A hint of this trouble came when the EPA abruptly suspended negotiations with BP over the possibility the company could be barred from further federal contracts for its unlawful record prior to the Deepwater Horizon spill. Regulators say the talks are suspended until more is known about BP’s responsibility in creating the monstrous oil slick that continues to spread across the Gulf.

According to the EPA, it may choose to ban companies such as BP from future contracts after considering “the frequency and pattern of the incidents, corporate attitude both before and after the incidents, and changes in policies, procedures, and practices.”

Companies that engage in fraudulent, reckless, or criminal conduct can be legally barred from receiving federal contracts. If the problem is serious enough, sanctions could be applied across an entire corporation rather than a single division or facility. In this form of suspension, known as “discretionary debarment,” U.S. business contracts, land leases, drilling rights, and loans could all be stopped for BP if regulators determine it is too risky to allow operating on U.S. territory.

If the sanctions lead to the cancellation of BP’s existing federal leases, the company would automatically lose billions of dollars. BP is the largest oil and gas producer in the Gulf of Mexico. It also operates about 22,000 oil and gas wells throughout the U.S., many of which are on federal lands or water. These wells produce about 40 percent of the BP’s annual oil and gas production, worth about $16 billion.

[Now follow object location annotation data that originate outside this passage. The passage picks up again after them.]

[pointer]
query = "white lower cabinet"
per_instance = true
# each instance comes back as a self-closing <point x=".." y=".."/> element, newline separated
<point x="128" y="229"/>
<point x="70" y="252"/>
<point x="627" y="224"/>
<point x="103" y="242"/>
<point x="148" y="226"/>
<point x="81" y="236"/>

It’s an interesting scenario. Obviously, had U.S. regulators done their job and taken stronger action against BP like they were supposed to, the Deepwater Horizon incident would likely never have occurred. But now that the spill has happened, releasing unknown thousands of barrels into the Gulf every day, it would do the U.S. little good to see B.P go bankrupt because American taxpayers would inherit the massive bill for damages, which will likely cost several tens of billions of dollars. The spill will hopefully serve as a wake-up call for U.S. regulatory agencies across the board, whether they’re regulating cars, prescription drugs, mining operations, or food safety, to enforce the rules that became part of our federal law for a very good reason.